The TensorFlow Model Optimization team from Google recently released Quantization Aware Training (QAT) API as part of the TensorFlow Model Optimization Toolkit. According to the team, the API will enable training and deploying machine learning models with improved performance; these would be compact despite maintaining maximum accuracy.
Quantization is the technique of transforming a machine learning model into an equivalent representation, which uses parameters and computations at a lower precision. This technique helps in improving the execution performance, as well as the efficiency of the AI model. Furthermore, this technique allows an AI model to execute on specialized neural accelerators, which often has a restricted set of data types, such as Edge TPU in Coral.
Quantization Aware Training (QAT) API
Quantization Aware Training surpasses inference-time quantization, creating a model that downstream tools will use to produce quantized models. These quantized models usually use lower-precision, which provides benefits during the deployment of a model. The technique can be used in production in speech, vision, text, and translate use cases.
The researchers trained QAT accuracy numbers with the default TensorFlow Lite configuration and contrasted with the floating-point baseline and post-training quantized models. This showed that the QAT-trained models have comparable accuracy to floating-point.
Why Use QAT API
As mentioned earlier, quantization transforms a machine learning model into an equivalent representation that uses parameters and computations at a lower precision. However, the process of going from higher to lower precision can result in lossy and noisy outcomes.
This is because quantization squeezes a small range of floating-point values into a fixed number of information buckets. The parameters or weights of a model can only take a small set of values, and the minute differences between them are lost. This, in result, leads to information loss and introduces computational errors.
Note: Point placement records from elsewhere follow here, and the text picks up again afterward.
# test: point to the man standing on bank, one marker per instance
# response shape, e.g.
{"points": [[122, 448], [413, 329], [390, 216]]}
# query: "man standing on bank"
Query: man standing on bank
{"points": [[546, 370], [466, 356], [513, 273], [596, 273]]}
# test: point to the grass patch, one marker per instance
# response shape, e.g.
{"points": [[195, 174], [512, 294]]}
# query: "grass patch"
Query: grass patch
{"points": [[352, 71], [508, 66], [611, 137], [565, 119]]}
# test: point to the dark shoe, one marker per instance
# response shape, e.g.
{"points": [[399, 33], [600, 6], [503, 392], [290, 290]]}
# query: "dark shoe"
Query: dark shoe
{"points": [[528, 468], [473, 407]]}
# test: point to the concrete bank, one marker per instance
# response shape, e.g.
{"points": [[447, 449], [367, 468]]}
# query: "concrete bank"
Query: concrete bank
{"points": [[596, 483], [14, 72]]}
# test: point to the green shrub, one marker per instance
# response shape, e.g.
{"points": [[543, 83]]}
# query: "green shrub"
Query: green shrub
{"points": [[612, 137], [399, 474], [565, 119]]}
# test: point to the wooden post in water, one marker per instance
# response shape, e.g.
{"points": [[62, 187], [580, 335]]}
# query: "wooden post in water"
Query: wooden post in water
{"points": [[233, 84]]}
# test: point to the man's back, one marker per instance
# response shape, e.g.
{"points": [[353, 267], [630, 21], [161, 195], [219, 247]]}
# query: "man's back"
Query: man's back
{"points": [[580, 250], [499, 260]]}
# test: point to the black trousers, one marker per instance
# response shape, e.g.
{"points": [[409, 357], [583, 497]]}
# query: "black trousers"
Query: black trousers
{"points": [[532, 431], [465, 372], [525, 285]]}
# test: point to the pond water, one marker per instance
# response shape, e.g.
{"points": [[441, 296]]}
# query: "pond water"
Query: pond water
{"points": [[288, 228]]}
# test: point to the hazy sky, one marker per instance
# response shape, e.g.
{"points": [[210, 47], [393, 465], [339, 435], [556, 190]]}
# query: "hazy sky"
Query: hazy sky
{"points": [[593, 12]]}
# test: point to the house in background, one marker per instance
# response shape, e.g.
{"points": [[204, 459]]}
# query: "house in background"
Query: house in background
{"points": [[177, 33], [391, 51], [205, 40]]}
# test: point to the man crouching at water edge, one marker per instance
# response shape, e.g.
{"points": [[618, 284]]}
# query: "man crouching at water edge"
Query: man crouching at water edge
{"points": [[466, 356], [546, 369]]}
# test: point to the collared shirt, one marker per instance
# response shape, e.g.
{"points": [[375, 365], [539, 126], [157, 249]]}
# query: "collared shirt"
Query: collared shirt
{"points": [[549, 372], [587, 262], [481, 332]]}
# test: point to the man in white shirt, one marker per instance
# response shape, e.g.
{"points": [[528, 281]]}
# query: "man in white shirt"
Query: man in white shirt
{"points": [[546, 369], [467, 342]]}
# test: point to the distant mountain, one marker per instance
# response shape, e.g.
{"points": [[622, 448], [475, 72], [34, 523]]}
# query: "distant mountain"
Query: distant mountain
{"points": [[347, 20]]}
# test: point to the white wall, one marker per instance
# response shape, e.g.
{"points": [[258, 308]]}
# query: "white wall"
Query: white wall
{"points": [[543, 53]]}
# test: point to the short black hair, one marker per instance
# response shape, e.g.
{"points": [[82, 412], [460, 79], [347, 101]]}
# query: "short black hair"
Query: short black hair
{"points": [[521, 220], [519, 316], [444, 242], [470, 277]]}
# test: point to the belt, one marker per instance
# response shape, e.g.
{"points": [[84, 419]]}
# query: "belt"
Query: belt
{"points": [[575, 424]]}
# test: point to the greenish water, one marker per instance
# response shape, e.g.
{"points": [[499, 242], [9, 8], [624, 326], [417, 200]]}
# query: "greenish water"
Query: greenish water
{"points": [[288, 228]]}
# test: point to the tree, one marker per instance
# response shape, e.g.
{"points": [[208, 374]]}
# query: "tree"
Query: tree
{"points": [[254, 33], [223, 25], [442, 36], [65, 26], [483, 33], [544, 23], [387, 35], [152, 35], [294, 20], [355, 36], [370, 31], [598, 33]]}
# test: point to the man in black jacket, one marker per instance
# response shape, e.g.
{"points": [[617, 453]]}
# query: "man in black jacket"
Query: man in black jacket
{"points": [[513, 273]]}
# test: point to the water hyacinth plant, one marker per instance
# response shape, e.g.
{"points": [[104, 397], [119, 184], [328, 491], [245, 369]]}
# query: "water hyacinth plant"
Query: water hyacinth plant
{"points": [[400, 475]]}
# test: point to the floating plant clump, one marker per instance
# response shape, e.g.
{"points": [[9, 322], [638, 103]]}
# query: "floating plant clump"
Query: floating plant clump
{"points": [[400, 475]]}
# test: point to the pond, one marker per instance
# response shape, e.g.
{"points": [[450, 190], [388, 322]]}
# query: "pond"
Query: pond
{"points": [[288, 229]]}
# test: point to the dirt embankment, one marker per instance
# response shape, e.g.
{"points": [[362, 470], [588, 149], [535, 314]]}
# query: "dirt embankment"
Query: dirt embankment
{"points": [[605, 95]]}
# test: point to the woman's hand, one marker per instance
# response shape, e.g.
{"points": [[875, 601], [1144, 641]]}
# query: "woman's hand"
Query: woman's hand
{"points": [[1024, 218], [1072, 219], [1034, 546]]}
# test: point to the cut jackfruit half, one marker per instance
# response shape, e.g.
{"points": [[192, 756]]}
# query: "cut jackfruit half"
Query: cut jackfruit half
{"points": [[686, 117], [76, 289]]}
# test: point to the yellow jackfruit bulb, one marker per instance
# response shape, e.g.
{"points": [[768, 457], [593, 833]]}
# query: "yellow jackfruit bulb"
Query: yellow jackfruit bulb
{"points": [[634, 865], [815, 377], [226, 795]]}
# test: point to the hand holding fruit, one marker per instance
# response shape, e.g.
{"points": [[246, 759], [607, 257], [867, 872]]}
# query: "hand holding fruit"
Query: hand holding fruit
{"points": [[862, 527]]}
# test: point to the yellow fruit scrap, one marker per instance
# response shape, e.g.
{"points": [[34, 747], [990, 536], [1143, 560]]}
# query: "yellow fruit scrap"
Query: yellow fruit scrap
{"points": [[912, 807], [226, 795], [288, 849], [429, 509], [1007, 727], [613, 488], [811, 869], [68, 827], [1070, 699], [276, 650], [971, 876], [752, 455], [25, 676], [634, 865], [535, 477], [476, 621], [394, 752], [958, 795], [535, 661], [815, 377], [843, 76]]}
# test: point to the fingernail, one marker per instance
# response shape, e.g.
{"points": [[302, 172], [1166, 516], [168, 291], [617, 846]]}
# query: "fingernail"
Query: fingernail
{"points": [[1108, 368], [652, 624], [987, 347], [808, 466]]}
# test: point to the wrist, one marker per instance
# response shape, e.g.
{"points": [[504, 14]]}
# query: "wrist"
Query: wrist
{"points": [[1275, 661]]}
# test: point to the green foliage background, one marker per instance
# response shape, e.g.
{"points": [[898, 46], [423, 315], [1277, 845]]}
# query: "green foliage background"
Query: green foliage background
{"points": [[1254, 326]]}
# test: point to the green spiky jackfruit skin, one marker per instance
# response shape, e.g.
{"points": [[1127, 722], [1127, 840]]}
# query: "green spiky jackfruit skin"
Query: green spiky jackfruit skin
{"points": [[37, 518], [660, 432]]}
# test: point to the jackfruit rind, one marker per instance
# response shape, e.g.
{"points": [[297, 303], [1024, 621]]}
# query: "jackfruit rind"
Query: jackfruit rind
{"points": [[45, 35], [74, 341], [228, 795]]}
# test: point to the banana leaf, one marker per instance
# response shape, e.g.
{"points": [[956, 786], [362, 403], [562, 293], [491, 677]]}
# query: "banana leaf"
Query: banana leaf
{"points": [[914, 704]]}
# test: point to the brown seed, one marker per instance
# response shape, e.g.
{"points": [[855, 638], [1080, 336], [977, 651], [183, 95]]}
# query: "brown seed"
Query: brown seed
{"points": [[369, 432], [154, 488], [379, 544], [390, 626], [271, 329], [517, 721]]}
Quantization Aware Training overcomes this loss issue by stimulating low-precision inference-time computation in the forward pass of the training process. Using this API, the AI model learns parameters that are more robust to quantization.
Features of Quantization Aware Training
The goal of this API is to reduce the size, latency as well as consumption of power while maintaining negligible accuracy loss. Quantization Aware Training (QAT) can be used in production in speech, vision, text, and translation of use cases. According to the team, this tool can also be useful for researchers and hardware designers who may want to experiment with various quantization strategies and simulate how quantization affects accuracy for different hardware backends.
The QAT API is flexible and capable of handling complicated use cases. For instance, this API allows a user to control quantization precisely within a layer, create custom quantization algorithms, and handle any custom layers that have been written.
The QAT API provides a simple and highly flexible way to quantize any TensorFlow Keras model, which makes it easy to train with “quantization awareness” for an entire model or only parts of it, then export it for deployment with TensorFlow Lite.
Steps To Quantize the Entire Keras Model
Click here to know more.
API Compatibility
Users can apply quantization with the following APIs:
- Model building: tf.keras with only Sequential and Functional models
- TensorFlow versions: TF 2.x for tf-nightly
- TensorFlow execution mode: eager execution
Wrapping Up
By default, the QAT API is configured to work with the quantized execution support available in TensorFlow Lite. Furthermore, the TensorFlow Team will enhance the QAT API by adding features like model-building to clarify how sub-classed models have limited to no support, distributed training, model coverage to include RNN/LSTMs and general Concat support, hardware acceleration to ensure the TFLite converter can produce full-integer models, and more.